Well, because it isn't.

Crystal is an ergonomic language, too, looking a lot like Ruby even beyond a cursory glance. What Ruby has, like any longstanding language, is a large number of packages to help development along, so languages like Crystal have to do a lot of catching up. Looking at the large number of abandoned gems though, I'm not sure it's that big a difference, the most important ones could be targeted.

I'm not sure that has any relevance when compared with Python or JS or Go though, they seem to have thriving ecosystems too - is Rails really that much better than the alternatives? I wouldn't know but I highly doubt it.

> is Rails really that much better than the alternatives?

I really think so. I've _looked_. I've tried all sorts of other web frameworks. And, admittedly, I am most familiar with Rails, so I'm maybe a bit biased. But it's hard to find anything that comes particularly close to the productivity of using Rails. The tooling's great, the ecosystem is great, it's organized well, the documentation is good. It's just... really a pleasant experience to use.

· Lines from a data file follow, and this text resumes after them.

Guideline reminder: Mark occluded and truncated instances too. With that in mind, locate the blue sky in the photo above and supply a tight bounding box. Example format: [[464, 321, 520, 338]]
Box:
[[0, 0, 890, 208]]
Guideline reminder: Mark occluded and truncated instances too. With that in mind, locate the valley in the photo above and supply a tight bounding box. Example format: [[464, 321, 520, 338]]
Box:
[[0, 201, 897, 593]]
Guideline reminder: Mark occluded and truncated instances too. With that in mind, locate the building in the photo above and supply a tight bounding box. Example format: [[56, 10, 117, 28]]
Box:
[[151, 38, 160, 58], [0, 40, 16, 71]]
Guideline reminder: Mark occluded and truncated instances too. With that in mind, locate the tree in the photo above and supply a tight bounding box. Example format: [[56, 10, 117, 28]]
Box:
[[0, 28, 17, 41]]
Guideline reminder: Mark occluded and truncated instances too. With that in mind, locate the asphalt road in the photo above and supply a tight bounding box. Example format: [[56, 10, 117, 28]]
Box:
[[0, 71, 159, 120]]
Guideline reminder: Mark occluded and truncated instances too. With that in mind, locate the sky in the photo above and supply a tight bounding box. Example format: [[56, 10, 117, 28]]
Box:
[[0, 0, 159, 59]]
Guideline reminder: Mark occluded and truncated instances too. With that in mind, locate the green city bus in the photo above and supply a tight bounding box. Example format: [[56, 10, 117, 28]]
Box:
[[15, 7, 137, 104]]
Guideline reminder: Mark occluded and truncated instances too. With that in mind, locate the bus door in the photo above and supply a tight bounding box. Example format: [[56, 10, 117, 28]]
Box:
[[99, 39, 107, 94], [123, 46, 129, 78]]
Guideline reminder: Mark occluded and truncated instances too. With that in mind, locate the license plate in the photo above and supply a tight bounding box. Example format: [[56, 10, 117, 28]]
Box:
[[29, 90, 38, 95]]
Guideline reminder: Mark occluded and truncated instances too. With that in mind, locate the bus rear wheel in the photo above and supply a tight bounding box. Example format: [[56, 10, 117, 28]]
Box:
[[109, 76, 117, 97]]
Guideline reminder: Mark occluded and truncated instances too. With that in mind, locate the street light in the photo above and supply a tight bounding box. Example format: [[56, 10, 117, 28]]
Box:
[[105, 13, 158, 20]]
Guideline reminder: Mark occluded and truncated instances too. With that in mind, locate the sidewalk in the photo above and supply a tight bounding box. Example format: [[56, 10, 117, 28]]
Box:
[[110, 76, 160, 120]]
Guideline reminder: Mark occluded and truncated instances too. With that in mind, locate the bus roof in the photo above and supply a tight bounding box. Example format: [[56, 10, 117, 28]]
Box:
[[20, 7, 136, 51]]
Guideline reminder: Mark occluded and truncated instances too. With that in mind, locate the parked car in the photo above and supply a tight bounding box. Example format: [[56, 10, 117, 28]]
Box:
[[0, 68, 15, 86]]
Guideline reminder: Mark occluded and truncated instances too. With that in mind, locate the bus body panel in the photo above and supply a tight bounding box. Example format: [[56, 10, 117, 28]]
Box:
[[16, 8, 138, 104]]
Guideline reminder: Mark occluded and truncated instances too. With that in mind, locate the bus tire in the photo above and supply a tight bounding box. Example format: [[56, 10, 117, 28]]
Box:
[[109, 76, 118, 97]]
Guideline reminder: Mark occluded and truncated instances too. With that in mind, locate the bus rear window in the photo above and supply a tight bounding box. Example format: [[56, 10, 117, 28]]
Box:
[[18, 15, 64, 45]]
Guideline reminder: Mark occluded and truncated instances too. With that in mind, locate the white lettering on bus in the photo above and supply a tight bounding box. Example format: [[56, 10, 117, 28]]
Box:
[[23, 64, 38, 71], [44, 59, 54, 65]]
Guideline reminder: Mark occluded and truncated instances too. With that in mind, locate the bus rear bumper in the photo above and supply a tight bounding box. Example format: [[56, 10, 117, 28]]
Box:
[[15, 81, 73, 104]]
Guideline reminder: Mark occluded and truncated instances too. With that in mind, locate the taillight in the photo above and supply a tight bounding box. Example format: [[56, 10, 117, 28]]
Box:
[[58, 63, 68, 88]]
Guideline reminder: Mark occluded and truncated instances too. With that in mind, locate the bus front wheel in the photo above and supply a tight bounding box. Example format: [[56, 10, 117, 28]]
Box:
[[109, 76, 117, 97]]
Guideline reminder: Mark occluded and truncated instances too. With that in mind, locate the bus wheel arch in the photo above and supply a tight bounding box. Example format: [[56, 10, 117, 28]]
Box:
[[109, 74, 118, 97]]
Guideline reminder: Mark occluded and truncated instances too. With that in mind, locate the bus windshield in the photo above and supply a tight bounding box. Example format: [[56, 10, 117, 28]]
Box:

Elixir's Phoenix comes pretty close, as does PHP's Laravel, imo. Special shout out for Rust's Loco, too, which is relatively new, but looking potentially promising.

I recommend giving Rails an open-minded tire kicking. I think you'll be surprised by how quickly you can get going.

I am still hoping once Crystal stabilise on Windows ( Currently it still feels very much beta ). They could work on making compiling speed faster and incremental compiling.
> Crystal was suppose to be faster Ruby

No, it never intended to be a replacement to Ruby. They share similarities in syntax, the same way Elixirs syntax reminds you of Ruby.

If you want faster Ruby, check out MRuby (not always an drop-in replacement though).

Stable mature technology trumps glory.
That’s why the JVM has been using JITs since 1993 while it’s a renaissance inspiring marvel for Ruby in 2025.
Unfortunately it is, because too many folks still reach out to pure interpreted languages for full blown applications, instead of plain OS and application scripting tasks.